Lo mostra il Rapporto della Fondazione per la Sussidiarietà, Sussidiarietà e riforme istituzionali. Il 74% degli intervistati boccia le riforme approvate a stretta maggioranza e l’83% desidera che la revisione della Costituzione non sia appannaggio del solo Parlamento, ma anche della società civile e degli enti territoriali. A fronte del difficile momento che il nostro paese attraversa, la gente vuole sia ripreso il metodo che l’Assemblea Costituente ha lasciato alla storia. È un giudizio pesante sulla prassi politica degli ultimi anni, quella delle “Costituzioni di parte”, delle maggioranze ristrette che guardano solo alla loro sopravvivenza o dei governi che vogliono escludere dalla definizione delle regole del gioco il fronte opposto delegittimandolo. È ora di ripensare al bene di tutti ritentando il compromesso virtuoso tra diverse visioni ideali riuscito 60 anni fa: perlomeno sulle riforme occorre un patto di larghe intese, di maggioranze ampie che, in nome del bene comune, sappia davvero farsi interprete delle esigenze e dei valori che si esprimono all’interno della società civile.
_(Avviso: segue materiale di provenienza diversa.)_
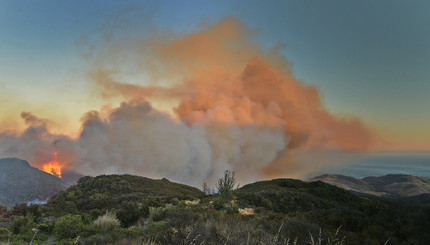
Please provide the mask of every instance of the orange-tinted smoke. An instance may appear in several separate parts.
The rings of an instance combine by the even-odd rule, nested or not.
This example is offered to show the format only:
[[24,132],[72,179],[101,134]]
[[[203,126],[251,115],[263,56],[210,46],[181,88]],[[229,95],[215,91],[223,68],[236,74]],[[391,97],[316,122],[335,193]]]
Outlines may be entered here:
[[121,94],[137,101],[176,98],[179,104],[174,111],[189,125],[199,123],[214,108],[227,105],[233,111],[232,118],[216,115],[223,123],[261,127],[285,124],[285,135],[291,137],[288,149],[371,148],[373,133],[359,119],[330,114],[318,90],[298,81],[279,51],[262,50],[253,35],[230,18],[182,37],[142,40],[135,46],[135,52],[142,56],[141,72],[160,77],[164,71],[165,77],[180,78],[180,83],[169,87],[158,86],[157,80],[145,85],[121,83],[103,69],[93,72],[92,78],[105,96]]

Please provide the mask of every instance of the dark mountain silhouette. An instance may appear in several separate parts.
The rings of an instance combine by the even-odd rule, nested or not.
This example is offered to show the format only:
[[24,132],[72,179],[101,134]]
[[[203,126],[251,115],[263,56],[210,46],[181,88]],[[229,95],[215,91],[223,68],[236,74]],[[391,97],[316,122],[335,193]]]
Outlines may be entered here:
[[62,179],[30,166],[25,160],[0,159],[0,205],[10,208],[36,199],[46,200],[67,187]]

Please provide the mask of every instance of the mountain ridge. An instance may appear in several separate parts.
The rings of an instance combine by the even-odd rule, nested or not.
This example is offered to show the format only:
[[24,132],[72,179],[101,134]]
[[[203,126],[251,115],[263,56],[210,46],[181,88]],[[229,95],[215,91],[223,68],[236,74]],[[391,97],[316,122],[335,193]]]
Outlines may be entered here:
[[19,158],[0,159],[0,205],[8,208],[32,200],[47,200],[69,186],[62,179]]
[[357,179],[340,174],[323,174],[309,182],[322,181],[361,195],[405,198],[430,194],[430,178],[405,174],[388,174]]

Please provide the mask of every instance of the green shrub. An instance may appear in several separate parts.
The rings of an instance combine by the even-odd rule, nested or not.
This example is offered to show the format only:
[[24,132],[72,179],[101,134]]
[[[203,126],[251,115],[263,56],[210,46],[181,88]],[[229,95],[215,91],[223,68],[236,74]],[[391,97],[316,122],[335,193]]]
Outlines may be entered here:
[[216,210],[221,210],[225,207],[224,202],[220,199],[216,199],[212,204]]
[[28,214],[25,217],[17,217],[12,224],[11,230],[13,234],[31,235],[33,234],[33,228],[36,228],[36,223],[33,221],[33,215]]
[[178,198],[172,198],[171,200],[170,200],[170,203],[171,204],[173,204],[173,205],[178,205],[179,204],[179,199]]
[[7,241],[11,232],[6,228],[0,228],[0,241]]
[[76,238],[82,228],[83,223],[80,215],[66,215],[55,222],[54,235],[58,239]]
[[43,223],[37,226],[37,229],[40,230],[40,232],[48,233],[50,234],[52,230],[54,229],[54,223]]
[[239,210],[238,210],[238,208],[237,208],[237,207],[228,207],[228,208],[226,209],[226,213],[227,213],[227,214],[238,214],[238,213],[239,213]]
[[182,201],[178,204],[178,208],[186,208],[186,207],[187,207],[187,204],[185,204],[184,201]]
[[214,212],[212,213],[212,217],[213,217],[215,220],[219,220],[219,219],[221,219],[221,218],[222,218],[221,212],[220,212],[220,211],[214,211]]
[[140,212],[141,216],[148,217],[148,215],[149,215],[149,204],[147,202],[142,203],[139,206],[139,212]]
[[99,217],[100,215],[103,214],[103,212],[100,209],[96,209],[96,208],[91,209],[89,213],[90,213],[91,218],[93,218],[93,219],[96,219],[97,217]]
[[163,202],[163,200],[161,200],[160,197],[149,198],[148,206],[158,208],[158,207],[164,206],[164,202]]
[[[118,221],[118,224],[119,224],[119,221]],[[96,224],[84,225],[82,227],[82,237],[94,236],[99,232],[100,232],[100,226]]]
[[151,218],[153,221],[161,221],[166,217],[166,209],[165,208],[155,208],[152,209]]
[[30,207],[28,207],[28,212],[30,212],[35,219],[39,218],[42,215],[42,213],[40,212],[40,206],[36,204],[30,205]]
[[116,212],[116,217],[123,227],[134,225],[140,218],[139,206],[135,202],[123,202],[120,209]]

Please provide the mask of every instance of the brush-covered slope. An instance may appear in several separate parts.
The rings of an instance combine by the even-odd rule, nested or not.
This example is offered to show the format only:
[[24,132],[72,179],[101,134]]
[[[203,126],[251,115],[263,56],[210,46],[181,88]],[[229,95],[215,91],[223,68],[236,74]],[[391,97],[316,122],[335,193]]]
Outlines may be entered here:
[[430,193],[430,178],[403,174],[389,174],[381,177],[363,179],[376,191],[387,192],[393,196],[410,197]]
[[170,182],[167,179],[154,180],[134,175],[100,175],[81,178],[77,185],[53,197],[48,202],[48,207],[57,212],[107,210],[119,208],[124,202],[145,203],[156,202],[157,198],[170,200],[203,196],[204,193],[197,188]]
[[[200,202],[187,201],[194,198]],[[316,239],[321,234],[322,244],[329,244],[341,227],[342,244],[390,239],[389,244],[409,245],[430,240],[428,215],[427,204],[357,196],[320,181],[275,179],[205,196],[166,179],[105,175],[81,178],[39,209],[12,209],[0,227],[15,230],[11,241],[27,243],[32,228],[38,228],[40,244],[78,239],[81,244],[288,244],[290,239],[292,244],[297,239],[301,245],[313,244],[310,234]],[[5,241],[9,230],[3,232]],[[0,230],[0,241],[1,235]]]
[[0,205],[12,207],[38,198],[46,200],[67,184],[18,158],[0,159]]
[[274,179],[248,184],[236,191],[238,199],[276,212],[357,207],[360,197],[323,183],[294,179]]
[[359,196],[321,181],[294,179],[248,184],[236,195],[238,205],[253,207],[257,213],[300,217],[303,222],[285,223],[290,231],[312,230],[310,224],[332,231],[341,226],[346,244],[384,244],[390,237],[392,244],[424,244],[429,239],[429,206],[418,200]]
[[430,178],[403,174],[356,179],[339,174],[324,174],[310,181],[323,181],[352,192],[387,197],[411,197],[430,193]]

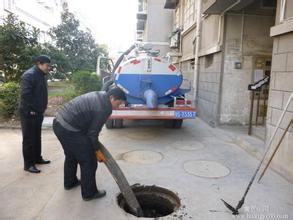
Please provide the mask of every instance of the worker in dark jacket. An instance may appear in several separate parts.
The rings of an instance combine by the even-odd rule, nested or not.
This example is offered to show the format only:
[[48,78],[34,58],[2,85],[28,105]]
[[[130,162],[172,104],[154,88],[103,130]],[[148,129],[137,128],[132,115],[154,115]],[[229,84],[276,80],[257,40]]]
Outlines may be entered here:
[[80,184],[76,177],[79,164],[81,194],[85,201],[106,195],[96,186],[98,135],[112,109],[125,100],[126,96],[119,88],[108,92],[90,92],[71,100],[54,119],[53,129],[65,154],[64,188],[69,190]]
[[24,170],[41,172],[36,164],[48,164],[41,156],[41,128],[48,103],[46,74],[51,69],[51,60],[46,55],[36,58],[36,65],[21,77],[20,119],[22,128],[22,151]]

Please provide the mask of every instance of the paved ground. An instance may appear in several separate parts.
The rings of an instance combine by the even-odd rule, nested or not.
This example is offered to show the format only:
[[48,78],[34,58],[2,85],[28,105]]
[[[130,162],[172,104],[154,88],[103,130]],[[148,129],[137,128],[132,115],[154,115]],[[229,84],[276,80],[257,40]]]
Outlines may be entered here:
[[[258,164],[231,137],[231,133],[196,119],[181,130],[139,123],[121,130],[104,129],[101,141],[130,183],[155,184],[178,194],[181,209],[166,219],[229,220],[235,217],[220,198],[236,205]],[[119,189],[103,164],[96,178],[98,187],[107,190],[107,197],[84,202],[80,188],[63,189],[64,156],[51,130],[43,131],[43,155],[52,164],[40,166],[42,173],[38,175],[23,171],[19,130],[1,129],[0,140],[0,219],[136,219],[118,207]],[[125,154],[136,150],[138,154]],[[206,170],[198,170],[193,160],[217,162],[219,166],[212,163]],[[195,171],[223,177],[203,178],[191,174]],[[269,171],[251,188],[237,218],[293,219],[292,198],[293,185]]]

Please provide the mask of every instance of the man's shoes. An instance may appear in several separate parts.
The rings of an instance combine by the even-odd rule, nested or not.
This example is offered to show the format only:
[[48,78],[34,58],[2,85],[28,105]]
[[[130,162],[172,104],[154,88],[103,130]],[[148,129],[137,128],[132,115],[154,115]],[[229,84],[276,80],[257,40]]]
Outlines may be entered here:
[[73,188],[75,188],[75,187],[77,187],[77,186],[79,186],[80,185],[80,180],[77,180],[77,182],[76,183],[74,183],[72,186],[64,186],[64,189],[65,190],[71,190],[71,189],[73,189]]
[[35,166],[25,167],[24,170],[27,171],[27,172],[30,172],[30,173],[40,173],[41,172]]
[[36,164],[49,164],[49,163],[51,163],[50,160],[44,160],[43,158],[36,162]]
[[91,201],[93,199],[99,199],[102,198],[106,195],[106,191],[105,190],[98,190],[98,192],[96,192],[93,196],[88,197],[88,198],[83,198],[84,201]]

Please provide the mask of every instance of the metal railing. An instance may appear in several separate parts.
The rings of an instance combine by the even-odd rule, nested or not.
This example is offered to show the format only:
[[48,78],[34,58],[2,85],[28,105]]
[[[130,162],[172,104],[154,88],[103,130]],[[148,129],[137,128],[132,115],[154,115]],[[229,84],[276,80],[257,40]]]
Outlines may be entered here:
[[[253,125],[263,126],[265,124],[266,113],[267,113],[268,93],[269,93],[269,86],[268,86],[269,81],[270,81],[270,77],[266,76],[265,78],[257,81],[256,83],[248,85],[248,90],[251,91],[248,135],[251,135]],[[261,117],[261,123],[259,121],[260,117]]]

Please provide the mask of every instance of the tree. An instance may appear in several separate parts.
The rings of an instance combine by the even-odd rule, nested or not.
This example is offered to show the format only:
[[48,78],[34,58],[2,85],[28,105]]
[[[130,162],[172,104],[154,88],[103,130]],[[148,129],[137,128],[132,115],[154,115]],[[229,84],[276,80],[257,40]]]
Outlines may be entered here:
[[57,48],[70,60],[71,72],[94,71],[98,55],[107,55],[106,47],[99,47],[92,34],[79,27],[79,21],[66,10],[61,15],[61,24],[52,28],[50,35]]
[[5,81],[19,81],[21,74],[39,53],[39,31],[29,29],[24,22],[10,14],[0,26],[0,69]]
[[42,45],[41,53],[51,57],[53,71],[48,75],[50,79],[68,78],[67,73],[71,71],[72,63],[64,52],[49,43],[45,43]]

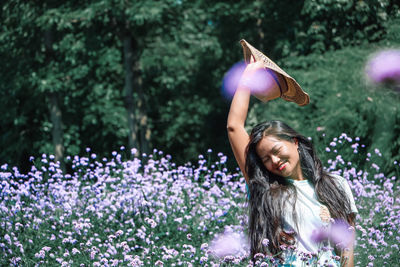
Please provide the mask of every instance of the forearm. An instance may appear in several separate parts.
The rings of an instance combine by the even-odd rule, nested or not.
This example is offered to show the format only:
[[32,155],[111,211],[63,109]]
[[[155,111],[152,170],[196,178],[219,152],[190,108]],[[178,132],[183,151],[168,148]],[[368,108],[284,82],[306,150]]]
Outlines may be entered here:
[[349,244],[349,247],[347,250],[345,250],[342,255],[344,257],[347,257],[347,261],[345,262],[344,266],[345,267],[354,267],[354,243],[356,240],[356,225],[355,225],[355,220],[356,220],[356,214],[355,213],[350,213],[348,215],[347,220],[350,222],[351,228],[352,228],[352,238],[351,242]]
[[353,251],[353,249],[351,250],[351,253],[349,253],[349,262],[347,263],[347,267],[354,267],[354,251]]
[[342,253],[342,259],[341,259],[341,266],[343,267],[354,267],[354,250],[353,246],[349,248],[349,250],[345,250]]
[[249,108],[249,101],[249,90],[239,86],[232,99],[227,122],[229,142],[231,143],[233,154],[235,155],[235,159],[247,183],[249,183],[249,178],[245,170],[245,154],[249,142],[249,135],[244,128],[244,124],[246,121],[247,110]]
[[353,229],[352,239],[347,249],[342,250],[341,257],[341,266],[344,267],[354,267],[354,242],[356,240],[356,232],[355,232],[355,214],[352,213],[349,215],[349,221],[351,227]]
[[228,114],[227,128],[233,130],[234,127],[243,126],[246,122],[247,112],[250,102],[250,89],[239,85],[232,99]]

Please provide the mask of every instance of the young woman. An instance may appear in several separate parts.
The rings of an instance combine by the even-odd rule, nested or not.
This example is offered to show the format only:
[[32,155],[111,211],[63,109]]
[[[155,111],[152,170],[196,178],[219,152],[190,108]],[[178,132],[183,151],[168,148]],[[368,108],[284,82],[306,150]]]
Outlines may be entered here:
[[[247,65],[227,121],[229,141],[249,189],[251,256],[268,253],[278,255],[284,266],[305,266],[301,252],[319,253],[319,264],[339,266],[334,252],[321,251],[311,236],[334,220],[354,226],[357,209],[351,190],[344,178],[323,170],[311,142],[285,123],[260,123],[248,135],[244,126],[251,93],[246,84],[262,68],[263,63],[254,59]],[[266,97],[279,95],[275,84]],[[267,246],[264,240],[269,241]],[[290,246],[297,255],[289,253]],[[336,252],[342,263],[346,259],[344,266],[353,266],[352,242]]]

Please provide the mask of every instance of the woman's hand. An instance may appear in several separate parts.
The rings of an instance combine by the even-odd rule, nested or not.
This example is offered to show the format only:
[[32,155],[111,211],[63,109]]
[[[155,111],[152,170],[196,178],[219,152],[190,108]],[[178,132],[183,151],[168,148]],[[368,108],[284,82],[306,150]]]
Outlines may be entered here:
[[247,64],[246,68],[244,69],[241,81],[251,79],[256,71],[263,69],[264,65],[261,61],[254,61],[254,58],[251,58],[250,63]]
[[319,211],[319,217],[323,222],[329,223],[331,220],[331,214],[326,206],[321,206]]
[[238,89],[248,88],[252,95],[264,102],[278,98],[281,96],[281,91],[273,75],[272,70],[267,71],[264,68],[262,61],[256,62],[252,57],[242,74]]

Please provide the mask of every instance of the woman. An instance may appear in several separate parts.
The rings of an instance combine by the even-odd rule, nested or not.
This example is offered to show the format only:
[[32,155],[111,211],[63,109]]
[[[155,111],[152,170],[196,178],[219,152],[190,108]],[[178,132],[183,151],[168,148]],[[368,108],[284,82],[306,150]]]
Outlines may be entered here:
[[[249,188],[251,256],[269,253],[278,255],[287,266],[302,266],[299,253],[311,252],[319,253],[319,264],[338,266],[333,252],[318,252],[321,247],[311,236],[333,220],[354,226],[357,209],[347,181],[325,172],[311,142],[283,122],[261,123],[250,136],[244,128],[251,94],[248,84],[263,68],[255,59],[247,65],[227,121],[229,141]],[[280,90],[275,83],[264,98],[277,98]],[[269,241],[267,246],[265,240]],[[299,253],[289,253],[289,246]],[[337,252],[345,266],[353,266],[352,242]]]

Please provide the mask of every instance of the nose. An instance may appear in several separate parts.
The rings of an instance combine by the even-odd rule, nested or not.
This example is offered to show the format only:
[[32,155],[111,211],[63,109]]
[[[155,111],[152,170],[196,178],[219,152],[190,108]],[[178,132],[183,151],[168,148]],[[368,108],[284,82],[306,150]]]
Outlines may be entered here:
[[274,165],[278,165],[278,164],[279,164],[279,161],[280,161],[280,158],[277,157],[277,156],[275,156],[275,155],[272,155],[272,156],[271,156],[271,161],[272,161],[272,163],[273,163]]

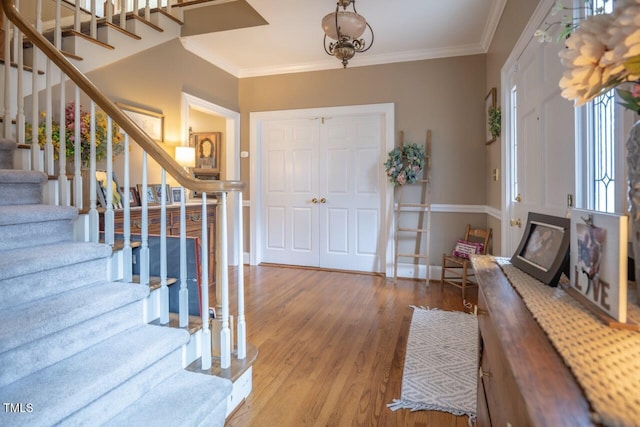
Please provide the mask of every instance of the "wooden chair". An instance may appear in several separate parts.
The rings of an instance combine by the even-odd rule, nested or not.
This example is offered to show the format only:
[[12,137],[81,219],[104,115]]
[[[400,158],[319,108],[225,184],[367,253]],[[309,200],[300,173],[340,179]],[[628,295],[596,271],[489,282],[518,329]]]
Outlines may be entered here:
[[[458,241],[456,249],[460,249],[460,252],[464,252],[465,247],[472,245],[477,246],[481,243],[482,248],[478,248],[480,250],[477,253],[485,255],[487,253],[487,246],[489,245],[490,239],[491,228],[486,230],[482,228],[471,228],[471,226],[467,224],[467,229],[464,233],[464,240],[463,242]],[[471,243],[471,245],[466,245],[465,242]],[[473,279],[473,276],[473,268],[469,258],[457,256],[456,250],[454,250],[454,253],[451,255],[442,255],[442,276],[440,284],[444,287],[444,284],[447,283],[462,289],[462,301],[465,300],[467,286],[478,285]]]

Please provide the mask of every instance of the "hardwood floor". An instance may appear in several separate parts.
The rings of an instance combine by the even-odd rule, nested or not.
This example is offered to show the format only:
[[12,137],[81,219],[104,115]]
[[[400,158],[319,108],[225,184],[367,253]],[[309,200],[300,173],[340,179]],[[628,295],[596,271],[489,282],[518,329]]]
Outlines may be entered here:
[[[462,310],[459,289],[313,269],[244,268],[248,341],[259,353],[253,391],[227,426],[467,426],[464,416],[386,406],[400,397],[410,306]],[[475,304],[477,290],[468,296]]]

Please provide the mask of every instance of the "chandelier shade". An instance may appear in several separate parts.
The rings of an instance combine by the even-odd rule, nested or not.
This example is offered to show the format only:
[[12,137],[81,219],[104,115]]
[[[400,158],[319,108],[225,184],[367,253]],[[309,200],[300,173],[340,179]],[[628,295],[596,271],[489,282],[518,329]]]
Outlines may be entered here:
[[[346,10],[349,5],[353,6],[353,12]],[[343,10],[340,10],[340,7]],[[371,33],[369,43],[361,38],[367,28]],[[324,31],[324,51],[338,58],[344,68],[347,68],[349,60],[356,53],[366,52],[373,45],[373,29],[356,11],[355,0],[338,0],[335,12],[322,18],[322,30]],[[327,43],[327,37],[335,42]]]

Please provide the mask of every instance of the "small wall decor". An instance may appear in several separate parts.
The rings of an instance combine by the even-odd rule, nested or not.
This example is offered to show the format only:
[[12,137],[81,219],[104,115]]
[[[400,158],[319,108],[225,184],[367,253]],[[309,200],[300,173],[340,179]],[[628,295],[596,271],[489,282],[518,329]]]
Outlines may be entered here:
[[116,102],[124,113],[156,141],[164,141],[164,114]]
[[572,209],[570,265],[569,293],[592,311],[626,323],[627,217]]
[[384,169],[393,186],[415,184],[425,165],[425,148],[418,144],[403,144],[389,151]]
[[[107,172],[102,170],[96,171],[96,181],[97,181],[97,197],[98,204],[103,208],[107,207]],[[123,196],[120,192],[120,186],[118,185],[118,181],[116,179],[116,174],[111,174],[111,207],[113,209],[122,209],[123,208]]]
[[171,187],[171,195],[173,196],[173,203],[182,202],[182,192],[180,187]]
[[[142,188],[142,184],[136,184],[136,188],[138,189],[138,194],[140,195],[140,204],[142,205],[142,198],[144,194],[144,188]],[[153,188],[153,185],[147,185],[146,189],[147,194],[147,205],[157,205],[158,204],[158,196],[156,195],[156,190]]]
[[[496,140],[496,137],[500,134],[500,130],[498,128],[498,135],[494,135],[492,132],[492,127],[491,127],[491,111],[494,111],[494,115],[495,115],[495,109],[496,107],[496,88],[492,87],[491,90],[489,91],[489,93],[487,94],[487,96],[484,98],[484,115],[485,115],[485,120],[484,122],[487,124],[487,132],[486,132],[486,144],[491,144],[493,141]],[[498,114],[500,114],[500,110],[498,110]],[[498,122],[500,120],[498,119]]]
[[196,149],[196,168],[220,172],[222,132],[191,132],[189,141]]
[[501,120],[502,112],[500,107],[489,108],[489,132],[494,141],[500,136]]

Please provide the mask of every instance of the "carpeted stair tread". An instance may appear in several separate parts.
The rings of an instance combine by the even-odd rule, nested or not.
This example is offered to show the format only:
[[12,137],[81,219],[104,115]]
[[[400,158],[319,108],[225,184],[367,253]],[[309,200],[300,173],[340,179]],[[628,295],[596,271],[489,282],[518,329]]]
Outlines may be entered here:
[[42,248],[20,248],[0,252],[0,280],[97,258],[107,258],[111,248],[88,242],[61,242]]
[[99,282],[105,268],[107,259],[97,258],[0,280],[0,310]]
[[[197,426],[227,398],[231,389],[229,380],[180,371],[104,425]],[[224,424],[224,412],[221,415],[222,423],[219,425]]]
[[[2,353],[32,340],[76,326],[88,319],[147,296],[146,286],[122,282],[98,282],[45,300],[33,301],[0,312],[0,361]],[[97,317],[96,317],[97,316]]]
[[0,138],[0,169],[13,168],[13,154],[17,146],[13,139]]
[[47,182],[44,172],[0,169],[0,184],[38,184]]
[[[50,334],[0,355],[0,387],[33,374],[127,329],[139,326],[141,303],[127,304],[101,321],[89,319],[64,333]],[[1,416],[0,416],[1,418]]]
[[30,427],[57,424],[121,383],[138,374],[144,376],[146,368],[188,339],[189,334],[182,329],[141,325],[102,341],[4,387],[3,400],[29,402],[34,410],[5,413],[3,423]]
[[71,221],[77,217],[78,209],[71,206],[42,204],[0,206],[0,226],[45,221]]

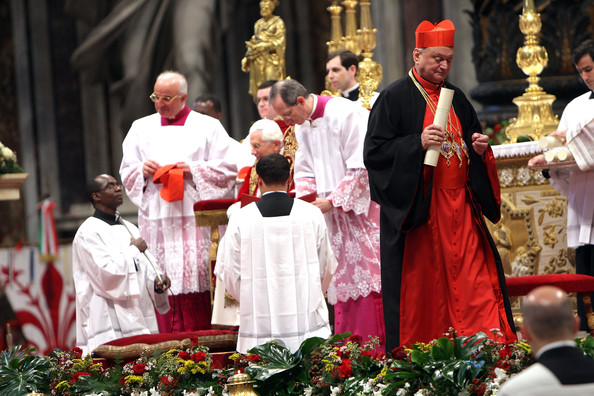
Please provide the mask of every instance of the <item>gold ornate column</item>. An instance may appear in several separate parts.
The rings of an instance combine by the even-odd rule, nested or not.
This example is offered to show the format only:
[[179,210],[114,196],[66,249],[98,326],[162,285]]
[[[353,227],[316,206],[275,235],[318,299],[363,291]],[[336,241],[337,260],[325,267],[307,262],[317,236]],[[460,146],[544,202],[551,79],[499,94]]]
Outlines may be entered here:
[[522,135],[538,140],[555,131],[559,124],[552,108],[555,96],[547,94],[538,85],[538,75],[549,61],[547,50],[538,44],[537,34],[541,27],[534,0],[525,0],[520,15],[520,30],[526,37],[524,46],[516,54],[516,63],[528,75],[528,88],[522,96],[513,100],[518,106],[518,118],[506,130],[510,143],[516,143]]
Questo può avvenire, ed è la seconda evidenza del Rapporto, solo se le forze politiche smettono di essere autoreferenziali, ma accettano il vaglio del popolo. Perché la gente, nella sua larga maggioranza, non vuole l’antipolitica qualunquista e giustizialista: vuole poter decidere e partecipare. La grande maggioranza degli intervistati vuole eleggere direttamente il Presidente del Consiglio, vuole preferenze nel sistema elettorale, vuole primarie aperte per la designazione del leader della coalizione, del leader del partito, dei candidati alle elezioni. Ad onta delle correnti tecnocratiche che pensano a un progresso svincolato dalla realtà popolare e a chi fa credere che sia montante una corrente di piccoli Robespierre da cortile, il nostro paese conferma una delle sue doti più grandi: il desiderio della gente di vivere una democrazia compiuta. Una democrazia, ed è questa la terza indicazione del Rapporto, dove il federalismo e la sussidiarietà orizzontale siano attuati: liberi di scegliere il proprio presente e il proprio futuro.